“It is a very sad thing that nowadays there is so little useless information.” – Oscar Wilde
Information is valuable. It can be stolen and misused. It’s a nightmare that we all fear these days. And yet so often, in the online world, we regularly sleepwalk into parting with information that can be used or even weaponised. We become suspicious when companies seek our personal information, and rightly so. But what if some of it could help save lives?
Given the global pandemic, the quest for information and research has become a race against time. Dealing with an unknown enemy drove many to the internet, searching for answers that we hoped would protect us. So little was known in the early days. Many felt helpless. I know I did.
I was invited to join the patient and public involvement (PPI) team of CO-CONNECT, a multi-million-pound research project led by the University of Nottingham in partnership with Health Data Research UK. The project aims to help scientists across the UK access the data they need to efficiently support the development of potential therapies and treatment for Covid.

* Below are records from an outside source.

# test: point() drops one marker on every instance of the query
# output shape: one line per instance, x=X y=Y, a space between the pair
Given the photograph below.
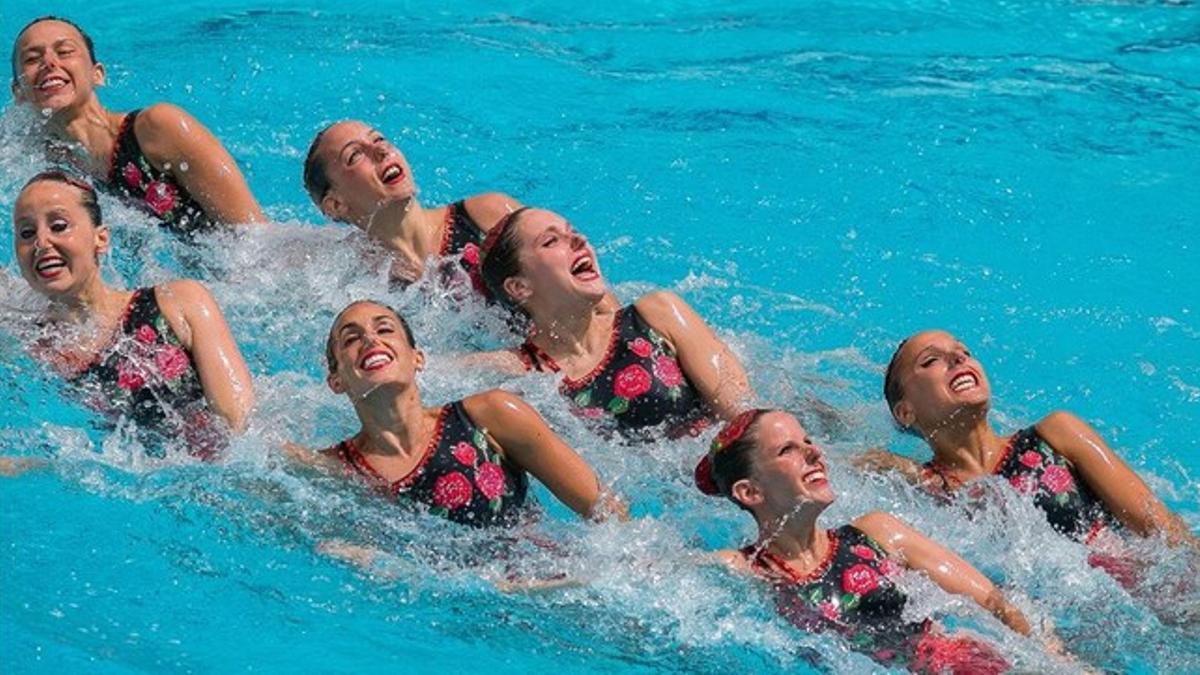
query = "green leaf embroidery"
x=618 y=405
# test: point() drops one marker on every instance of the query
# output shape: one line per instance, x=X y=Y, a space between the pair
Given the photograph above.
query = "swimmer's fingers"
x=12 y=467
x=516 y=585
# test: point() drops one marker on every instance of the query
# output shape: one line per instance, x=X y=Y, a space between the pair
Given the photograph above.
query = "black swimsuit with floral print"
x=149 y=377
x=1033 y=467
x=637 y=384
x=851 y=592
x=460 y=477
x=132 y=177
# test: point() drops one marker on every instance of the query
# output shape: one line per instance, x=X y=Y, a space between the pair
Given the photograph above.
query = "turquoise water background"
x=817 y=179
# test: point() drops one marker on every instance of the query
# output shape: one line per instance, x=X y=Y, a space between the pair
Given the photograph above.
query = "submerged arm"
x=223 y=374
x=947 y=569
x=525 y=438
x=1120 y=488
x=180 y=144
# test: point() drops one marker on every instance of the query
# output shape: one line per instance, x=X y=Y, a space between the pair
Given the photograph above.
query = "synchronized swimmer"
x=163 y=359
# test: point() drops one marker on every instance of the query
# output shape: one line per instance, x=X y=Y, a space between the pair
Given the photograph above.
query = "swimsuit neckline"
x=597 y=370
x=359 y=459
x=947 y=477
x=790 y=572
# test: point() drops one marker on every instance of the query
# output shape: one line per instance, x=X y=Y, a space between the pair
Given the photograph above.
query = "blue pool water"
x=819 y=180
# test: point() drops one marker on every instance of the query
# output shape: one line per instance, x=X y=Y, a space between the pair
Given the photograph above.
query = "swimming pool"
x=817 y=180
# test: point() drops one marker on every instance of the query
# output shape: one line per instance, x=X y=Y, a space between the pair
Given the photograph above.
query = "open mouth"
x=52 y=83
x=49 y=267
x=375 y=359
x=964 y=382
x=585 y=268
x=391 y=174
x=816 y=477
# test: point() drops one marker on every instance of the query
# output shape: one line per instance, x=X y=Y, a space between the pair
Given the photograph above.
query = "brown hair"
x=87 y=39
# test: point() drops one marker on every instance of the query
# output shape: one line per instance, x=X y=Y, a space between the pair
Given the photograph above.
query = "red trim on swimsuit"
x=783 y=567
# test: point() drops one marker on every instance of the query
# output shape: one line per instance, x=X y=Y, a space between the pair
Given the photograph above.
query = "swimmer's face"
x=54 y=69
x=365 y=173
x=787 y=470
x=940 y=382
x=371 y=350
x=57 y=244
x=556 y=262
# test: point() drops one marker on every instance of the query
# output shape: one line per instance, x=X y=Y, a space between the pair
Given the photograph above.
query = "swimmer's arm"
x=201 y=327
x=947 y=569
x=172 y=136
x=523 y=437
x=1119 y=487
x=708 y=363
x=489 y=208
x=877 y=460
x=12 y=467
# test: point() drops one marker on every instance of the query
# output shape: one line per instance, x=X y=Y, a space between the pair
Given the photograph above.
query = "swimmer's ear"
x=747 y=493
x=333 y=207
x=335 y=383
x=103 y=238
x=517 y=288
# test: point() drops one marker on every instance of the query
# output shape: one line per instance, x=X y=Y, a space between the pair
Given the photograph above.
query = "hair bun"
x=705 y=477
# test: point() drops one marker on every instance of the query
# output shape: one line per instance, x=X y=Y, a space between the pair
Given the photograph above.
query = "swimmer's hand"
x=516 y=585
x=367 y=559
x=12 y=467
x=879 y=460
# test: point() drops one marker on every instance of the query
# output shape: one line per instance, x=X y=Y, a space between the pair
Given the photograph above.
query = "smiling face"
x=787 y=470
x=370 y=347
x=53 y=67
x=556 y=263
x=365 y=172
x=55 y=240
x=939 y=381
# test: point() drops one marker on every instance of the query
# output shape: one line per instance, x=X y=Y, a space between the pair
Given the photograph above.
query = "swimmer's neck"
x=94 y=129
x=796 y=539
x=394 y=423
x=407 y=228
x=94 y=300
x=576 y=332
x=969 y=448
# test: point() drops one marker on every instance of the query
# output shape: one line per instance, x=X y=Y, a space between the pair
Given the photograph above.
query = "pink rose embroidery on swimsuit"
x=640 y=346
x=490 y=479
x=666 y=369
x=172 y=362
x=1024 y=483
x=451 y=490
x=1031 y=459
x=631 y=382
x=160 y=197
x=465 y=453
x=859 y=579
x=129 y=377
x=145 y=334
x=132 y=175
x=1057 y=479
x=471 y=255
x=863 y=551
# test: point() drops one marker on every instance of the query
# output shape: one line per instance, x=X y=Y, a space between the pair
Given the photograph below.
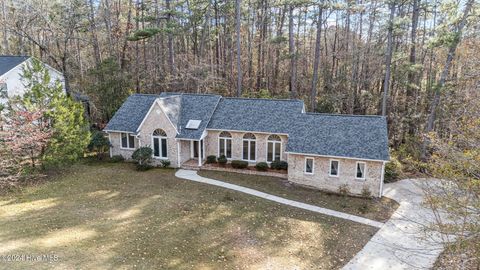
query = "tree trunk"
x=239 y=53
x=316 y=61
x=388 y=58
x=123 y=55
x=171 y=52
x=292 y=54
x=443 y=77
x=277 y=48
x=93 y=32
x=412 y=82
x=5 y=50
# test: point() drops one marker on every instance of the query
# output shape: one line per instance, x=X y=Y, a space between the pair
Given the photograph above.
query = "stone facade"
x=211 y=145
x=155 y=120
x=347 y=169
x=179 y=151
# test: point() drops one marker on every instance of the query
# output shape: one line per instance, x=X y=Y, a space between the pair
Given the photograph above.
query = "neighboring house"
x=11 y=69
x=325 y=151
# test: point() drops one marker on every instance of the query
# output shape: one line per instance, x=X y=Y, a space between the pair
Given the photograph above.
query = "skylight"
x=193 y=124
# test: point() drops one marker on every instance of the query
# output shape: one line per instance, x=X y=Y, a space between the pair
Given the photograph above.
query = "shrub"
x=211 y=159
x=222 y=160
x=117 y=158
x=279 y=165
x=99 y=143
x=344 y=189
x=143 y=157
x=239 y=164
x=262 y=166
x=392 y=171
x=366 y=192
x=143 y=167
x=165 y=163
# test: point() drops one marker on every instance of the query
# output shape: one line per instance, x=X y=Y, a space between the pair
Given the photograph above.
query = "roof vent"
x=193 y=124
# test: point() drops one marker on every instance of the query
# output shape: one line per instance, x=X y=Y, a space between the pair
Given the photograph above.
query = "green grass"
x=108 y=216
x=376 y=209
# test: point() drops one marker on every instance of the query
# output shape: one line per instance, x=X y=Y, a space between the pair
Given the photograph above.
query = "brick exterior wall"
x=347 y=169
x=211 y=145
x=296 y=163
x=156 y=119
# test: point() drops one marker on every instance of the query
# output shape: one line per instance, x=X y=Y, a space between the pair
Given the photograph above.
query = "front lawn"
x=375 y=209
x=108 y=216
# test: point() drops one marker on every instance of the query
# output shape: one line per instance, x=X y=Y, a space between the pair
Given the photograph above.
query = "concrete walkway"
x=193 y=176
x=402 y=242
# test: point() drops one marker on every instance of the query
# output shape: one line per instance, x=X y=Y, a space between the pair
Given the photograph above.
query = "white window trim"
x=273 y=153
x=305 y=166
x=160 y=146
x=249 y=154
x=330 y=168
x=225 y=146
x=364 y=170
x=128 y=141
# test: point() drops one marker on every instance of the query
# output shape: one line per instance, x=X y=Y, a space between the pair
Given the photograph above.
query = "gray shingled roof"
x=363 y=137
x=196 y=107
x=353 y=136
x=131 y=113
x=262 y=115
x=172 y=106
x=8 y=62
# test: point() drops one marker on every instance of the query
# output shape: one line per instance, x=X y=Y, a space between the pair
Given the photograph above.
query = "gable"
x=351 y=136
x=156 y=118
x=260 y=115
x=131 y=114
x=8 y=63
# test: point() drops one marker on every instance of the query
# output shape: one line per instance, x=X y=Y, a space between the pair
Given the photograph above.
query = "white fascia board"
x=118 y=131
x=328 y=156
x=150 y=110
x=247 y=131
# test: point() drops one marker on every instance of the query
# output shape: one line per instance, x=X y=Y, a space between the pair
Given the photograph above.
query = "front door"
x=195 y=148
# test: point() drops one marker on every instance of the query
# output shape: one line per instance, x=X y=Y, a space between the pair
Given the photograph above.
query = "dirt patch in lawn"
x=376 y=209
x=108 y=216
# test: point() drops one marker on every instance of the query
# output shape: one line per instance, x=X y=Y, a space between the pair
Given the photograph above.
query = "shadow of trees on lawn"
x=111 y=217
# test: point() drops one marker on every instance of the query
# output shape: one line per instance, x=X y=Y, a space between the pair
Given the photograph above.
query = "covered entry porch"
x=192 y=153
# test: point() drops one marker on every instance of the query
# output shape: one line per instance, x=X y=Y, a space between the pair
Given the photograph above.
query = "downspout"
x=381 y=179
x=110 y=146
x=178 y=153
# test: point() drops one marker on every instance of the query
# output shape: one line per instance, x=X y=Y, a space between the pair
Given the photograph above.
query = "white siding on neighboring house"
x=15 y=84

But what data? It turns out that it was data from blood serum results associated with Covid tests. The information can help inform how long immunity may last and if a vaccine will protect against emerging strains. The problem was that it was held by so many different sources and given all the access approval processes that are rightly applicable, utilising the data for research is slow.
CO-CONNECT provides a gateway whereby the source data, along with our personal details, remains in the ownership of the organisation which collected it. However, to speed up access for research purposes, it’s de-identified using a unique coding system enabling the blood serum results to be more readily accessible to trusted research environments.
The cynic in me wondered if it could be traced back to the individual. I grew up in Northern Ireland’s ‘whatever you say, say nothing’ days as basic information such as the school you attended could make you a target. The legacy of suspicion and mistrust voiced as “what do you want to know for?” remains. But I have to say the PPI team members have been able to express many “what do you want to know for?” type questions, and to the credit of the project team, they have been patient in explaining their rationale every step of the way.
Our team has access to all project workstreams. We are encouraged and invited to question or seek clarification on any topic and make suggestions, many of which have been taken on board. Any latent concern that our involvement may have been a tick box exercise has been eliminated by appointing a PPI Lead to chair regular meetings of all partner organisations and the full engagement of the project’s principal investigators.
My only frustration has been the information governance issues within the many partner organisations that have created a few roadblocks. To be honest, I never considered that blood test results wouldn’t have been held centrally in an NHS system. We tend to think that the government has this Big Brother approach to keeping our information. But there are different systems for every devolved administration. Democracy takes time.
My hopes for the future are that these gains are not lost once Covid is on the wane. To witness the inspiring Formula One style collaborative approach of leading scientists and academics only leaves me wondering what other illnesses this infrastructure could be used for. The possibilities are endless. If we are to be led by science, we must equip our researchers with the tools and information to do their job. It’s so often said that sharing is caring. It could also save lives.
An earlier version of this article was published on Slugger O’Toole.